OSCE Warsaw: Intervention By BPE Austria On The Subject Of Freedom Of Religion

By • on October 1, 2013

This intervention can also be found on the OSCE website.

Working Session 6 Freedom of religion and belief

Intervention on the topic Freedom of Religion

BPE Austria values the freedom of religion as an inalienable human right. But freedom of religion also means to have no religion at all or to leave a religion.

In some countries, apostasy from Islam means the death penalty. Unfortunately, even in the OSCE participating states apostates are threatened by their families or the community if they want to leave Islam. 

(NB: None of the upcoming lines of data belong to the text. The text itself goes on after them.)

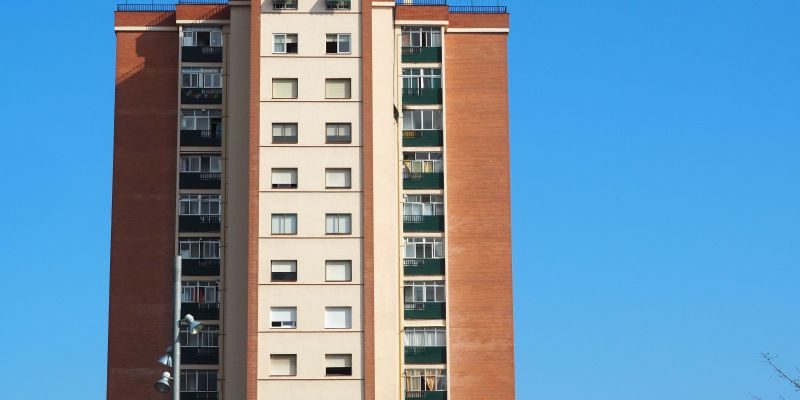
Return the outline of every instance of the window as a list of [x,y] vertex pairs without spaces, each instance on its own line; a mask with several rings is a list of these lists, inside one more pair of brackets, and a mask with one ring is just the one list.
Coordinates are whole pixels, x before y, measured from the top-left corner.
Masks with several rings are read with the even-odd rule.
[[186,281],[181,283],[181,303],[219,303],[219,283],[210,281]]
[[403,89],[441,88],[441,68],[403,68]]
[[326,99],[349,99],[350,79],[325,79]]
[[272,214],[273,235],[296,235],[297,214]]
[[297,143],[297,124],[272,124],[272,143]]
[[180,238],[181,257],[187,260],[218,260],[219,239]]
[[325,124],[325,142],[326,143],[350,143],[352,136],[350,131],[352,124],[342,123],[328,123]]
[[351,354],[326,354],[325,375],[327,376],[353,375],[353,356]]
[[350,168],[326,168],[325,187],[328,189],[349,189]]
[[181,347],[219,347],[219,326],[203,325],[203,330],[189,334],[189,326],[181,327]]
[[220,156],[208,154],[181,155],[181,172],[221,172]]
[[296,99],[297,98],[297,79],[273,79],[272,80],[273,99]]
[[406,347],[445,347],[444,328],[405,328]]
[[426,237],[403,238],[404,258],[444,258],[444,239]]
[[276,33],[272,35],[272,52],[297,54],[297,34]]
[[273,189],[297,189],[297,168],[273,168]]
[[181,110],[181,130],[222,132],[222,110]]
[[349,235],[351,229],[350,214],[325,214],[325,234]]
[[218,194],[182,194],[179,214],[219,215],[221,200]]
[[444,392],[447,390],[447,370],[444,369],[407,369],[406,395],[409,392]]
[[444,172],[444,161],[440,152],[403,152],[403,178],[411,173]]
[[403,47],[442,47],[442,30],[439,27],[404,26],[401,35]]
[[183,68],[181,70],[184,88],[221,88],[221,68]]
[[296,354],[270,354],[269,355],[269,374],[272,376],[295,376],[297,375],[297,355]]
[[272,0],[273,10],[297,10],[297,0]]
[[325,35],[325,53],[327,54],[350,53],[350,34],[329,33]]
[[326,282],[350,282],[353,280],[353,262],[350,260],[325,261]]
[[442,130],[442,110],[403,110],[403,130]]
[[406,281],[403,299],[407,306],[414,303],[444,303],[444,281]]
[[273,328],[297,328],[297,307],[272,307],[269,321]]
[[181,370],[181,393],[215,393],[217,371],[214,369]]
[[444,215],[444,196],[435,194],[404,195],[403,215]]
[[222,47],[222,28],[183,28],[183,47]]
[[271,272],[273,282],[297,282],[297,261],[272,261]]
[[350,307],[325,307],[325,329],[350,329]]

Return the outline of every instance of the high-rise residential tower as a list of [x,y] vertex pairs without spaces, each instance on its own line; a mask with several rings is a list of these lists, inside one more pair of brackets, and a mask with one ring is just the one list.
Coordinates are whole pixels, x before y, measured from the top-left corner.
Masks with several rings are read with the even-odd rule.
[[108,399],[513,399],[508,22],[120,4]]

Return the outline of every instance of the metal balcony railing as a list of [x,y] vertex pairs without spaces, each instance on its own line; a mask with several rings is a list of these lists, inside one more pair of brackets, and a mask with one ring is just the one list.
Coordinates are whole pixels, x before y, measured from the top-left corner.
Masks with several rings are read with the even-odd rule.
[[349,10],[350,0],[325,0],[325,8],[328,10]]
[[297,272],[272,272],[273,282],[297,282]]
[[325,143],[350,143],[352,136],[325,136]]
[[175,4],[117,4],[117,11],[142,12],[142,11],[175,11]]
[[297,0],[272,0],[273,10],[297,10]]

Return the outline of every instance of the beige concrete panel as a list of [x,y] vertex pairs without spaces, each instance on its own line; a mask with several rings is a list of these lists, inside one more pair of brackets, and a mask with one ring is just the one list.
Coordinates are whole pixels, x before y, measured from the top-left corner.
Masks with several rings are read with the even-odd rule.
[[[358,14],[281,14],[267,15],[261,25],[261,55],[279,57],[359,57],[361,36]],[[273,53],[274,33],[297,34],[297,54]],[[326,54],[325,35],[349,33],[350,53]],[[270,60],[267,60],[270,61]],[[320,62],[321,60],[316,60]]]
[[[297,307],[296,329],[272,329],[271,307]],[[325,329],[325,307],[352,307],[351,329]],[[258,330],[260,332],[325,333],[361,330],[361,287],[358,285],[261,285],[258,288]],[[306,335],[308,333],[303,333]],[[300,333],[293,335],[297,340]],[[327,337],[327,336],[326,336]],[[335,343],[328,343],[335,347]],[[259,349],[261,347],[259,346]]]
[[[296,260],[297,282],[276,283],[280,285],[298,284],[360,284],[361,283],[361,239],[260,239],[258,260],[259,283],[272,284],[270,272],[272,260]],[[350,260],[352,262],[352,281],[325,282],[326,260]]]
[[[318,60],[315,60],[318,61]],[[307,101],[353,102],[359,101],[361,83],[356,58],[331,58],[325,62],[309,62],[304,58],[264,58],[261,62],[261,101],[301,103]],[[297,99],[272,99],[273,78],[297,78]],[[325,79],[349,78],[351,98],[326,99]],[[313,107],[313,105],[309,105]],[[310,108],[309,110],[313,110]]]
[[281,10],[276,11],[272,8],[272,0],[261,0],[261,13],[262,14],[269,14],[269,15],[262,15],[261,18],[269,18],[275,15],[279,16],[288,16],[293,14],[303,14],[303,13],[321,13],[328,15],[332,18],[339,18],[346,14],[357,13],[361,11],[361,1],[359,0],[352,0],[350,2],[350,9],[349,10],[328,10],[325,8],[325,0],[300,0],[297,4],[297,10]]
[[[309,147],[298,150],[287,147],[262,147],[259,190],[291,193],[292,191],[360,191],[361,154],[358,147]],[[297,189],[272,189],[273,168],[296,168]],[[350,169],[350,189],[326,189],[325,170]]]
[[[259,237],[281,237],[286,240],[303,237],[336,238],[361,236],[361,193],[276,193],[259,195],[261,209]],[[297,214],[297,235],[272,235],[272,218],[276,214]],[[325,214],[351,214],[350,235],[326,235]]]
[[[258,349],[258,379],[354,381],[363,377],[360,332],[259,333]],[[269,375],[270,354],[296,354],[297,376],[271,377]],[[353,356],[353,376],[325,377],[326,354],[351,354]],[[317,393],[317,398],[321,394]]]
[[360,380],[262,380],[258,381],[258,400],[357,400]]
[[[359,103],[261,103],[261,145],[272,145],[273,123],[296,123],[297,144],[278,144],[287,148],[302,146],[360,146],[361,114]],[[352,142],[349,144],[326,144],[326,123],[352,124]]]

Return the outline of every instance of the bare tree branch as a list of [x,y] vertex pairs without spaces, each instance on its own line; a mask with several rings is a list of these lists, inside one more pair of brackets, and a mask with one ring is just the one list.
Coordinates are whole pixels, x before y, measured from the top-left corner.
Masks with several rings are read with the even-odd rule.
[[754,395],[754,394],[752,394],[752,393],[750,393],[750,397],[751,397],[753,400],[761,400],[761,397],[758,397],[758,396],[756,396],[756,395]]
[[800,379],[792,378],[791,376],[787,375],[783,370],[775,364],[775,356],[769,353],[761,353],[761,357],[769,364],[770,367],[778,374],[778,377],[788,381],[792,386],[794,386],[794,390],[800,391]]

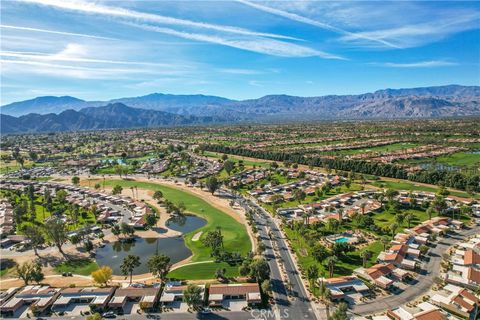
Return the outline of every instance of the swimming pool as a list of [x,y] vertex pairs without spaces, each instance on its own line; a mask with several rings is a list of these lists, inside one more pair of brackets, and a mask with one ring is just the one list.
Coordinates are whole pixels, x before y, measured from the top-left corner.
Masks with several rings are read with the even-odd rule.
[[348,242],[348,238],[347,237],[341,237],[341,238],[335,239],[335,242]]

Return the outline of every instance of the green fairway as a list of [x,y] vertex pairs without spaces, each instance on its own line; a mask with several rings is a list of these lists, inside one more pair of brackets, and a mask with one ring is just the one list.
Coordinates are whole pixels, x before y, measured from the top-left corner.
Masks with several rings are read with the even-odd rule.
[[[204,227],[187,233],[184,236],[185,244],[190,248],[190,250],[192,250],[193,253],[193,257],[191,259],[192,262],[212,260],[212,257],[210,256],[210,249],[205,247],[201,240],[206,236],[208,231],[215,230],[217,227],[221,228],[222,230],[224,248],[226,251],[239,252],[242,255],[246,255],[252,250],[247,229],[243,224],[239,223],[228,214],[214,208],[193,194],[151,182],[140,182],[134,180],[107,180],[105,183],[109,186],[120,185],[124,188],[136,186],[141,189],[153,191],[160,190],[162,191],[165,199],[168,199],[175,204],[183,202],[188,212],[207,220],[207,224]],[[192,237],[199,231],[203,232],[200,241],[192,241]],[[210,274],[210,271],[208,270],[216,268],[217,266],[218,265],[214,263],[199,264],[195,266],[195,268],[200,269],[197,270],[199,275],[208,273],[208,278],[211,278],[213,277],[213,273]],[[175,270],[176,277],[186,278],[192,276],[189,274],[189,269],[191,269],[191,267],[187,266],[185,268],[179,268]],[[201,271],[201,269],[205,269],[207,271]]]
[[[425,192],[433,192],[436,193],[438,191],[438,187],[435,186],[425,186],[421,184],[416,184],[414,182],[409,181],[385,181],[385,180],[378,180],[371,183],[375,187],[379,188],[387,188],[387,189],[394,189],[394,190],[406,190],[406,191],[425,191]],[[450,194],[457,197],[464,197],[464,198],[471,198],[470,195],[466,192],[462,191],[450,191]],[[479,199],[480,195],[476,194],[473,198]]]
[[[215,158],[215,159],[220,159],[223,155],[223,153],[218,153],[218,152],[211,152],[211,151],[205,151],[204,156],[209,157],[209,158]],[[268,161],[263,161],[259,159],[258,161],[255,159],[244,159],[243,157],[240,156],[235,156],[232,154],[228,154],[228,160],[231,160],[235,163],[238,163],[239,160],[243,160],[243,164],[246,167],[257,167],[257,168],[268,168],[270,167],[270,163]]]
[[472,167],[480,165],[480,153],[457,152],[436,159],[438,163],[459,167]]
[[89,276],[97,269],[98,265],[92,259],[68,260],[55,267],[57,273],[71,272],[82,276]]
[[227,277],[237,277],[239,266],[230,266],[226,262],[221,263],[199,263],[186,265],[180,267],[176,270],[171,271],[168,274],[168,277],[171,279],[182,279],[182,280],[198,280],[198,279],[211,279],[215,275],[215,270],[218,268],[226,269]]

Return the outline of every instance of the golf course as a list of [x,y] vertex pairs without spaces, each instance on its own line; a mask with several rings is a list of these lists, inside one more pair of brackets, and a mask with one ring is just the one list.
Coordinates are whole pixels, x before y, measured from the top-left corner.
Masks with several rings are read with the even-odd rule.
[[[183,203],[188,214],[193,214],[207,221],[207,224],[199,229],[184,235],[186,246],[192,251],[192,257],[188,264],[172,270],[169,277],[176,279],[208,279],[213,278],[215,270],[225,268],[229,277],[238,275],[238,266],[229,266],[227,263],[216,263],[210,255],[210,248],[206,247],[202,239],[209,231],[221,229],[224,241],[224,249],[228,252],[238,252],[246,255],[252,250],[252,244],[245,225],[238,222],[229,214],[215,208],[205,200],[190,192],[185,192],[174,187],[154,182],[136,180],[106,180],[105,185],[122,188],[136,187],[138,189],[161,191],[166,200],[175,205]],[[192,240],[195,234],[202,232],[200,239]]]

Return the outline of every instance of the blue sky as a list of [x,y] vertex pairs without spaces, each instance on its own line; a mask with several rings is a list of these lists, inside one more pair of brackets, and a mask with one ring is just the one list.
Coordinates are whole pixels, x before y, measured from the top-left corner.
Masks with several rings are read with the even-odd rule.
[[1,104],[480,83],[475,1],[5,0]]

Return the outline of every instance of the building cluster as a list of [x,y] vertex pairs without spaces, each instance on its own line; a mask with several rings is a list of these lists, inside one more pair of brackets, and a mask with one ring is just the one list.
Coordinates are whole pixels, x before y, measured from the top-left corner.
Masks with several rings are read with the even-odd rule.
[[[351,198],[351,196],[349,196]],[[430,193],[409,193],[400,192],[396,197],[397,201],[407,201],[408,197],[415,197],[418,202],[431,201],[435,195]],[[368,196],[366,197],[368,199]],[[365,197],[364,197],[365,199]],[[473,215],[478,215],[479,206],[472,204],[470,199],[447,197],[448,208],[458,209],[460,205],[471,205]],[[428,253],[435,242],[446,236],[450,231],[464,228],[461,221],[449,217],[433,217],[412,228],[406,228],[397,233],[388,248],[378,255],[377,264],[368,268],[357,268],[351,276],[320,279],[325,281],[326,286],[332,292],[332,300],[345,300],[349,303],[359,303],[371,296],[372,286],[385,290],[386,292],[397,292],[405,290],[417,276],[417,272],[423,267],[423,257]],[[331,236],[332,242],[349,242],[350,238],[345,234]],[[450,270],[444,275],[446,283],[450,284],[443,293],[448,299],[454,299],[454,294],[468,295],[467,291],[461,291],[453,286],[460,286],[465,289],[475,290],[480,285],[480,236],[471,239],[469,242],[458,246],[452,255]],[[367,284],[367,285],[366,285]],[[438,296],[437,296],[438,298]],[[428,305],[420,306],[410,312],[408,316],[402,315],[404,310],[389,310],[389,316],[395,312],[397,318],[392,319],[429,319],[422,318],[423,314],[431,316],[432,310],[443,314],[439,303],[435,307]],[[423,309],[422,309],[423,307]],[[427,312],[428,311],[428,312]],[[435,311],[435,312],[437,312]],[[432,318],[433,319],[433,318]],[[443,318],[442,318],[443,319]]]
[[136,170],[138,173],[158,174],[168,169],[170,160],[152,158],[148,159]]
[[[188,306],[183,302],[184,291],[187,287],[179,281],[168,282],[160,297],[162,308],[173,311],[187,311]],[[212,308],[239,311],[248,306],[262,303],[258,283],[211,284],[208,288],[205,285],[199,285],[199,288],[204,305]]]
[[303,191],[306,196],[315,195],[316,191],[325,185],[330,188],[340,185],[343,178],[337,175],[323,174],[315,171],[300,171],[295,169],[277,169],[282,175],[294,181],[276,185],[260,182],[271,176],[271,172],[264,169],[253,169],[241,172],[231,178],[230,185],[254,185],[248,191],[249,195],[257,198],[260,202],[272,204],[274,202],[289,202],[295,200],[295,193]]
[[[136,314],[138,310],[186,312],[184,302],[187,285],[167,282],[163,290],[159,285],[141,284],[122,287],[68,287],[53,288],[46,285],[28,285],[10,288],[0,293],[0,315],[23,318],[36,316],[80,316],[91,312]],[[198,286],[203,306],[241,310],[262,302],[257,283],[211,284]],[[208,297],[208,298],[207,298]]]
[[465,150],[462,147],[422,145],[414,148],[392,150],[384,152],[367,152],[350,155],[349,159],[369,159],[377,162],[392,163],[398,160],[433,158]]
[[476,290],[480,286],[480,235],[460,243],[449,265],[447,283]]
[[6,199],[0,199],[0,238],[3,238],[15,230],[12,204]]
[[[387,311],[390,319],[477,319],[480,315],[480,234],[456,245],[444,280],[418,305],[399,306]],[[428,317],[426,317],[428,315]]]
[[192,161],[193,169],[183,167],[185,173],[180,173],[180,178],[197,178],[201,179],[210,175],[219,173],[223,169],[223,163],[219,161],[210,160],[207,157],[201,157],[194,153],[189,153]]
[[[35,193],[45,194],[45,192],[50,192],[52,196],[55,196],[59,190],[67,191],[65,198],[67,202],[84,209],[95,208],[96,221],[101,224],[125,222],[135,228],[144,228],[146,226],[146,215],[153,213],[146,203],[135,201],[127,196],[109,195],[96,190],[54,182],[17,180],[0,182],[0,188],[8,190],[23,191],[26,186],[32,186]],[[5,200],[0,204],[0,222],[2,216],[5,218],[5,229],[3,229],[2,224],[0,235],[11,238],[11,234],[15,232],[13,209]],[[66,216],[63,219],[67,221]]]
[[289,220],[301,220],[308,215],[306,223],[344,220],[355,214],[369,214],[382,206],[373,198],[374,191],[357,191],[335,195],[322,201],[302,204],[296,207],[279,208],[277,214]]

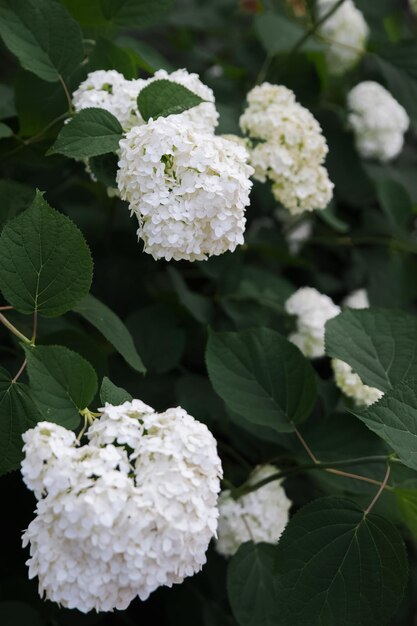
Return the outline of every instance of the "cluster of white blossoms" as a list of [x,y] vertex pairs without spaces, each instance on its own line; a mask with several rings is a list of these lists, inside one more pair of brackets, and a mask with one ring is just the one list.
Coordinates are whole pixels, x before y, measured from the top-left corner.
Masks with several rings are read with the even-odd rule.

An immigrant from Pakistan, now an Austrian citizen, Sabatina James, has to live in a hiding place somewhere in Germany, protected by the police, because she converted to Christianity. In order to stop her, her family had lured her to Pakistan, locked her in a madrassa and forced her to marry her cousin. Fortunately was able to escape.

Sharia law stipulates the killing of apostates according to the Reliance of the Traveller, which is the canonical law. I quote: “When a person who has reached puberty and is sane voluntarily apostatizes from Islam, he deserves to be killed.”

BPE Austria therefore recommends that measurements be taken by law enforcement and authorities to protect Apostates from Islam in the OSCE region and to consequently punish the perpetrators even if it means deportation.

As Geert Wilders puts it: “Any religion that invites you in but then will not let you out is no longer a religion.”